Love, forgiveness and restoration
This then takes us from the biblical witness about “the God of Justice” to its testimony about “the Love of God”. God is concerned with the poor and the oppressed, with those who have been wronged. He is also concerned with the wrongdoers. He wants to restore our relations and our interdependence, but he begins with our relationship to himself.

The love of God is his compassion to forgive sinners, to forgive us our sins.  The prophet Hosea speaks to a people who have gone astray in their relation to God and his commandments, in their relations to one another. But God says: “All my compassion is aroused. I will not carry out my fierce anger... For I am God, and not man – the Holy One among you.” Thus we say: To err is human, to forgive is divine.

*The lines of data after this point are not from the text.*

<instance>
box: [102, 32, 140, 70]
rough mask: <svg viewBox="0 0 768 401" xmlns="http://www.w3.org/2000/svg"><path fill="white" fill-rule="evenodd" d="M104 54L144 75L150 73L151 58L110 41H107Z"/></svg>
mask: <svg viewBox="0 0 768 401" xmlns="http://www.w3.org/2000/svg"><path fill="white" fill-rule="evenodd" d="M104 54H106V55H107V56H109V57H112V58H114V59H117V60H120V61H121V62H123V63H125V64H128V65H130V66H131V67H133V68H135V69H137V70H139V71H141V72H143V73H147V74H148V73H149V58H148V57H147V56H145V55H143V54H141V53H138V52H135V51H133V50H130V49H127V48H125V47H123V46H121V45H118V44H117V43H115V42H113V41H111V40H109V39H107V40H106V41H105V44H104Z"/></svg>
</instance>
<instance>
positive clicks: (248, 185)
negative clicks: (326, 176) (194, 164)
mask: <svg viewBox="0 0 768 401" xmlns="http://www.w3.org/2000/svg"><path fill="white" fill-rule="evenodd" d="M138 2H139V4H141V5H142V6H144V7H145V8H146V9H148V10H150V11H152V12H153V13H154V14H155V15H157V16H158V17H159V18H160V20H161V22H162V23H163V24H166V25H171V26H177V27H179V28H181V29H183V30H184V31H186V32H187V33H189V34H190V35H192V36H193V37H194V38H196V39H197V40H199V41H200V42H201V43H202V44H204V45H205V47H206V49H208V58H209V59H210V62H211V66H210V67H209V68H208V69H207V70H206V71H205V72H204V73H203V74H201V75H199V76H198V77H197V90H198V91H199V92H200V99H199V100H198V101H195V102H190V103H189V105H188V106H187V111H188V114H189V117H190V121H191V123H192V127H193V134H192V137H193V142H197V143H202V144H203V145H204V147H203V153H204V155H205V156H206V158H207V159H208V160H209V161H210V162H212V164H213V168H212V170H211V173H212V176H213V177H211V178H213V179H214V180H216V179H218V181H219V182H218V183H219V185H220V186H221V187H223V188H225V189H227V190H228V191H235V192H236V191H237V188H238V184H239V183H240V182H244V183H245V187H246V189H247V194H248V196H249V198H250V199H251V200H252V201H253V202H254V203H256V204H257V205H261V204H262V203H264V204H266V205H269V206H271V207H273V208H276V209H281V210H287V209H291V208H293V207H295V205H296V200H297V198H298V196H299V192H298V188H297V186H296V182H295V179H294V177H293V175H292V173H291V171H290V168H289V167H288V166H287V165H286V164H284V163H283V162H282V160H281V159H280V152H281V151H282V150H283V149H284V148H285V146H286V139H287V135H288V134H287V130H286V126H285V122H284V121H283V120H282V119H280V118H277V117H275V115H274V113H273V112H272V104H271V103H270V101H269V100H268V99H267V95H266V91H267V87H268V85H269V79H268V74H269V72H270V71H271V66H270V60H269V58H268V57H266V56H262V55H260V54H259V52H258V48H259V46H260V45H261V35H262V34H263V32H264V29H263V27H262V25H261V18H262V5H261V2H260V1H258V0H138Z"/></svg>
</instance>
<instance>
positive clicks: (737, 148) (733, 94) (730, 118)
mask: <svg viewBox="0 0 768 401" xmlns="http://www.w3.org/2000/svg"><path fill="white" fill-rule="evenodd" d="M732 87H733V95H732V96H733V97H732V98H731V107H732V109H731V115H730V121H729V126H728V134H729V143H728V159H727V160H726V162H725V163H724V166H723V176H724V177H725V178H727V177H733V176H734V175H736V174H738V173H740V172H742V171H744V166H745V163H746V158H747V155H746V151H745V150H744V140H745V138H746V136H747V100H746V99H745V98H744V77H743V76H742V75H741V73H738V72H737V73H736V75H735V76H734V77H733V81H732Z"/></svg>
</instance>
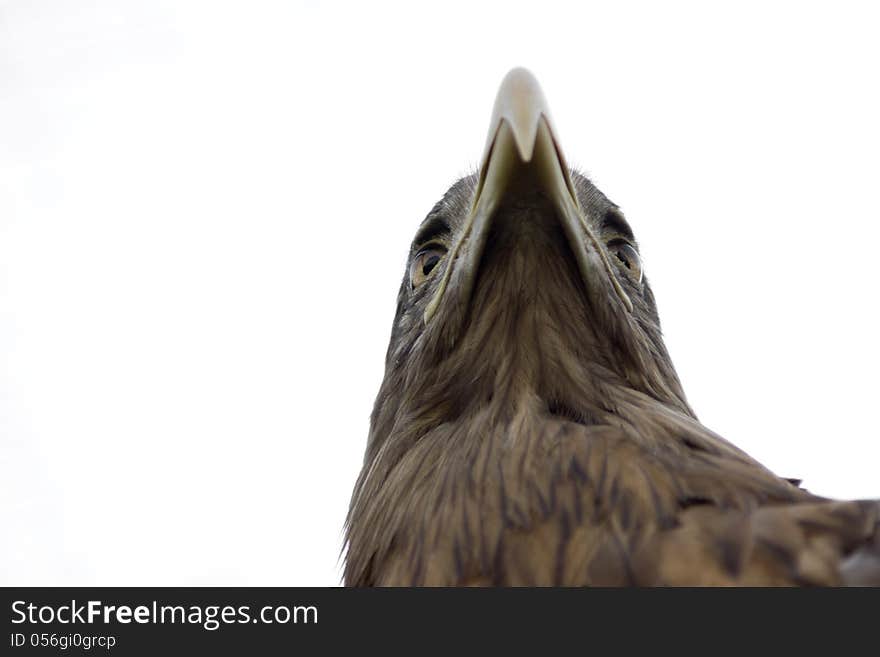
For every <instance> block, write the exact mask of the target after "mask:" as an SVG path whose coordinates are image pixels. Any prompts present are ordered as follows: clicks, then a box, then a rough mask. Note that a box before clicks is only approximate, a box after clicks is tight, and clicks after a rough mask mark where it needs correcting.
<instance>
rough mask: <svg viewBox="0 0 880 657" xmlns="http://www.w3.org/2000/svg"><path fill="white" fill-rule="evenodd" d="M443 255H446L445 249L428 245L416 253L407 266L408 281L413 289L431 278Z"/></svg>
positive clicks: (445, 248)
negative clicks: (407, 271) (411, 261)
mask: <svg viewBox="0 0 880 657" xmlns="http://www.w3.org/2000/svg"><path fill="white" fill-rule="evenodd" d="M444 255H446V248H445V247H443V246H442V245H440V244H429V245H427V246H425V247H423V248H422V249H420V250H419V252H418V253H416V256H415V257H414V258H413V261H412V263H411V264H410V266H409V280H410V282H411V283H412V286H413V289H415V288H417V287H419V286H420V285H421V284H422V283H424V282H425V281H426V280H428V278H430V277H431V274H432V273H433V272H434V270H435V269H436V268H437V265H438V264H439V263H440V260H441V259H442V258H443V256H444Z"/></svg>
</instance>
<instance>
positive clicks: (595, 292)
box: [425, 68, 632, 323]
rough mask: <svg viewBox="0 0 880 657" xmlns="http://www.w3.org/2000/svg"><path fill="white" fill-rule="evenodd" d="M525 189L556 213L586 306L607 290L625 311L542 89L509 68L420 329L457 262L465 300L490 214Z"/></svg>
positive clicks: (443, 289) (477, 263)
mask: <svg viewBox="0 0 880 657" xmlns="http://www.w3.org/2000/svg"><path fill="white" fill-rule="evenodd" d="M526 190H529V191H535V190H537V191H539V192H540V193H542V194H544V195H545V196H546V197H547V198H548V199H549V200H550V202H551V204H552V205H553V207H554V209H555V210H556V214H557V217H558V218H559V221H560V223H561V226H562V229H563V232H564V234H565V236H566V239H567V241H568V244H569V246H570V247H571V250H572V253H573V254H574V257H575V260H576V261H577V264H578V268H579V270H580V274H581V277H582V278H583V280H584V283H585V284H586V289H587V293H588V295H589V296H590V297H593V299H591V300H594V301H596V302H601V301H600V297H604V298H606V299H607V295H604V294H603V293H604V292H605V290H606V289H607V287H608V285H609V284H610V285H611V286H612V287H613V289H614V291H615V292H616V296H617V297H619V299H620V301H621V302H622V303H623V305H624V306H625V307H626V309H627V310H628V311H632V302H631V300H630V298H629V296H628V295H627V294H626V292H625V291H624V289H623V288H622V287H621V285H620V283H619V281H618V280H617V277H616V276H615V275H614V272H613V271H612V268H611V264H610V263H609V262H608V258H607V256H606V255H605V251H604V249H603V248H602V247H601V245H600V243H599V241H598V240H597V239H596V236H595V234H594V232H593V230H592V228H591V227H590V225H589V224H588V222H587V220H586V218H585V216H584V213H583V210H582V208H581V206H580V203H579V201H578V198H577V194H576V193H575V188H574V185H573V184H572V181H571V174H570V173H569V168H568V165H567V164H566V163H565V157H564V156H563V154H562V149H561V148H560V146H559V142H558V140H557V138H556V131H555V130H554V128H553V123H552V121H551V119H550V111H549V109H548V107H547V101H546V100H545V98H544V94H543V92H542V91H541V87H540V85H539V84H538V81H537V80H536V79H535V76H534V75H532V74H531V73H530V72H529V71H527V70H526V69H524V68H515V69H513V70H512V71H510V72H509V73H508V74H507V75H506V76H505V78H504V80H503V81H502V83H501V88H500V89H499V90H498V95H497V96H496V98H495V107H494V109H493V111H492V120H491V122H490V124H489V135H488V137H487V139H486V148H485V150H484V152H483V158H482V163H481V165H480V174H479V180H478V183H477V188H476V192H475V194H474V201H473V205H472V206H471V211H470V214H469V215H468V217H467V220H466V221H465V225H464V228H463V230H462V231H461V233H460V236H459V238H458V241H457V242H456V243H455V244H454V245H453V247H452V249H451V250H450V252H449V255H448V262H447V265H446V268H445V270H444V272H443V276H442V278H441V279H440V283H439V285H438V287H437V291H436V292H435V294H434V297H433V298H432V299H431V301H430V303H429V304H428V306H427V308H426V309H425V322H426V323H427V322H429V321H430V320H431V318H432V317H433V316H434V314H435V313H436V312H437V309H438V308H439V306H440V304H441V303H442V301H443V298H444V293H445V291H446V288H447V285H448V282H449V278H450V276H451V274H452V271H453V269H456V268H457V267H459V266H461V265H462V264H463V265H464V271H463V274H462V276H461V278H460V285H461V287H462V289H461V294H463V295H465V298H467V297H469V295H470V293H471V289H472V287H473V283H474V279H475V276H476V271H477V266H478V264H479V261H480V258H481V256H482V253H483V249H484V247H485V243H486V238H487V236H488V234H489V228H490V227H491V224H492V219H493V217H494V215H495V213H496V211H497V210H498V208H499V207H500V206H501V204H502V203H503V202H504V201H505V200H507V199H508V198H509V197H511V196H512V195H515V194H519V193H522V192H524V191H526ZM462 260H463V261H464V262H460V261H462ZM606 303H607V301H606Z"/></svg>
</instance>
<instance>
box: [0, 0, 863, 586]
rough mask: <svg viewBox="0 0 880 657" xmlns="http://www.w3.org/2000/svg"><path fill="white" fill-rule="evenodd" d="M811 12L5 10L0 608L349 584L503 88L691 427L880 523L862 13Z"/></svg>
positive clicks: (406, 4)
mask: <svg viewBox="0 0 880 657" xmlns="http://www.w3.org/2000/svg"><path fill="white" fill-rule="evenodd" d="M808 4H809V5H812V3H790V4H782V3H773V2H760V3H743V2H740V3H731V4H730V5H729V8H728V9H726V10H721V9H718V8H717V6H716V5H715V3H703V2H694V3H675V2H672V3H669V2H664V3H647V2H646V3H629V2H614V3H611V2H608V3H603V5H601V6H596V5H593V4H591V3H560V4H555V3H552V2H546V1H544V0H542V1H541V2H529V3H522V4H517V3H513V2H503V3H497V4H489V3H476V2H468V3H461V4H456V3H451V2H444V3H442V5H440V4H438V5H437V8H436V9H430V10H429V9H426V8H425V7H424V6H422V4H421V3H406V4H405V5H401V6H384V7H380V6H378V5H377V4H376V3H373V2H364V3H357V4H354V3H353V4H351V5H345V6H338V5H337V6H330V5H329V3H321V4H320V6H319V4H318V3H302V4H298V3H295V2H257V1H248V2H237V3H223V2H213V1H211V2H209V1H203V2H194V1H175V2H171V1H170V0H169V1H168V2H147V1H143V2H138V1H132V0H129V1H114V2H110V1H109V0H105V1H99V2H63V1H60V0H59V1H55V2H52V1H47V0H20V1H14V0H4V1H0V355H2V371H0V525H2V528H3V529H2V532H0V533H2V536H3V540H2V541H0V584H27V585H38V584H43V585H50V584H93V585H136V584H140V585H188V584H192V585H198V584H211V585H215V584H216V585H220V584H228V585H238V584H255V585H334V584H337V583H338V582H339V577H340V564H339V560H338V557H339V552H340V548H341V530H342V524H343V521H344V518H345V513H346V510H347V505H348V500H349V495H350V493H351V489H352V486H353V483H354V480H355V477H356V476H357V473H358V470H359V468H360V464H361V459H362V455H363V449H364V445H365V440H366V434H367V429H368V420H369V413H370V409H371V407H372V403H373V398H374V396H375V394H376V391H377V390H378V386H379V383H380V381H381V378H382V372H383V359H384V354H385V349H386V347H387V341H388V337H389V331H390V326H391V321H392V317H393V312H394V303H395V295H396V291H397V286H398V284H399V281H400V278H401V277H402V275H403V273H404V265H405V257H406V252H407V248H408V245H409V241H410V239H411V238H412V236H413V233H414V231H415V228H416V227H417V225H418V223H419V221H420V220H421V219H422V218H423V217H424V215H425V214H426V213H427V211H428V210H429V209H430V208H431V206H432V205H433V203H434V202H435V201H436V200H437V199H438V198H439V197H440V195H441V194H442V193H443V192H444V191H445V189H446V188H447V186H448V185H449V184H450V183H452V182H453V181H454V180H455V179H456V178H457V177H458V176H460V175H461V174H463V173H467V172H468V171H469V170H470V169H471V168H472V167H473V166H474V165H475V164H476V162H477V159H478V158H479V156H480V154H481V150H482V147H483V144H484V139H485V131H486V129H487V127H488V118H489V113H490V110H491V105H492V100H493V97H494V94H495V91H496V89H497V85H498V83H499V82H500V81H501V78H502V77H503V75H504V74H505V73H506V71H507V70H508V69H509V68H511V67H513V66H516V65H524V66H527V67H529V68H531V69H532V70H533V71H534V72H535V74H536V75H537V76H538V79H539V80H540V81H541V83H542V85H543V87H544V91H545V94H546V96H547V98H548V100H549V102H550V106H551V108H552V109H553V114H554V119H555V123H556V127H557V128H558V132H559V134H560V137H561V140H562V145H563V148H564V149H565V151H566V155H567V157H568V160H569V161H570V162H571V163H573V164H575V165H577V166H578V167H580V168H581V169H582V170H584V171H585V172H586V173H587V174H588V175H590V177H591V178H592V179H593V180H594V182H596V183H597V185H598V186H599V187H600V188H601V189H602V190H603V191H605V193H606V194H608V195H609V196H610V197H611V198H612V199H613V200H614V201H615V202H617V203H618V204H619V205H620V206H621V207H622V208H623V210H624V212H625V213H626V215H627V217H628V218H629V221H630V223H631V224H632V226H633V228H634V229H635V231H636V235H637V236H638V238H639V241H640V243H641V247H642V255H643V259H644V266H645V272H646V275H647V276H648V278H649V279H650V280H651V283H652V286H653V289H654V292H655V295H656V297H657V301H658V305H659V308H660V314H661V319H662V322H663V326H664V329H665V334H666V341H667V346H668V347H669V350H670V352H671V354H672V357H673V360H674V361H675V363H676V365H677V367H678V371H679V374H680V376H681V379H682V381H683V383H684V387H685V390H686V391H687V394H688V397H689V400H690V402H691V404H692V405H693V407H694V408H695V410H696V411H697V413H698V415H699V416H700V419H701V420H702V421H703V422H704V423H705V424H706V425H707V426H709V427H710V428H712V429H714V430H715V431H717V432H719V433H721V434H722V435H724V436H725V437H726V438H728V439H729V440H731V441H733V442H734V443H736V444H737V445H739V446H740V447H742V448H743V449H745V450H746V451H748V452H749V453H750V454H752V455H753V456H754V457H756V458H758V459H759V460H761V461H763V462H764V463H765V464H766V465H768V466H769V467H770V468H771V469H773V470H774V471H776V472H777V473H778V474H780V475H783V476H789V477H801V478H803V479H804V482H805V485H806V486H807V487H808V488H810V489H811V490H813V491H814V492H818V493H821V494H825V495H829V496H834V497H880V477H878V476H877V470H878V464H880V429H878V425H877V412H876V409H877V406H878V392H880V385H878V379H877V372H878V371H880V346H878V341H877V336H878V333H880V320H878V311H877V307H876V306H877V297H878V293H877V283H878V280H880V274H878V271H877V267H876V262H875V260H876V256H875V251H876V248H877V240H878V238H880V229H878V225H880V224H878V222H880V194H878V180H880V156H878V153H880V122H878V120H877V117H878V116H880V91H878V84H877V79H878V71H877V68H878V62H880V40H878V39H877V25H878V20H877V19H878V16H877V14H876V13H874V12H875V11H876V10H872V9H866V8H864V7H867V6H868V3H863V4H855V3H853V4H850V3H846V2H835V3H826V5H825V8H823V9H817V8H815V7H814V6H810V7H807V6H805V5H808ZM860 7H861V8H860Z"/></svg>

But we often speak in such abstract terms of sin and forgiveness, about grace and justification, that we forget and don’t see those who are victims of our trespasses. Sometimes we do this in such a way that we put the burden on those who have been wronged, instead of letting our prayer for God’s forgiveness lead to a restoration of our broken relations.

Sacrifice and friendship
The New Testament has two words for love. The most distinct is Agape – sacrificial love. This love is epitomized in the sacrifice of Christ on the cross to atone for our sins and reconcile us with God. On the cross the Justice of God becomes compassion, a sacrificial love that carries all injustice – for the victims, for the wrongdoers and for the sake of our lives in community with one another. The resurrection of Christ then becomes for us the seed of a new humanity, the gift of restoring our lives and relations - a new path in search of a just society and in the daily practice of sacrificial love.     

But the New Testament also uses another love-word. Filia is often used as a synonym to agape, but carries more distinctly the notion of love between friends, the love of friendship. Jesus uses this word in his final conversation with Peter after the resurrection: “Do you love me – do you care for me as my friend?” This is the concern of the Lord who identifies with the poor and the prisoners, the sick and the strangers, the hungry and the thirsty.

I started out by pointing to the context in which the Bible speaks about “Justice and Love”: the context of God’s concern for the poor and the oppressed. I want to end on the same note, but then with a reference to our present context in this conference. The love of friendship is at the heart of Sant’ Egidio, and we appreciate their emphasis: friendship with the poor. But I have also noted that they not primarily speak of the poor and the prisoners, the strangers and the sick as such, but always as friends. This is not only their way of speaking, it is what they live, and in this way they show us the path to restore relationships and our interdependence – through the love of friendship.

So in conclusion: Love in the biblical Scriptures goes beyond justice, but it can never seek less than justice. Justice in the biblical sense includes the rights of every individual created in the image of God, but its emphasis is relational, upon restoring our broken relations – with God and with one another. In our Christian Scriptures sacrificial love and friendship is then the road to achieve this restoration, as well as its continuation – to live and practice our interdependence, our continued attentiveness to the needs of the other.

To me this is one of the biblical contributions to the vision of a just society with space for love and friendship to unfold. Today this is also my contribution to our common search for a deeper understanding of “Justice and Love”, how we are bound together and called to live together.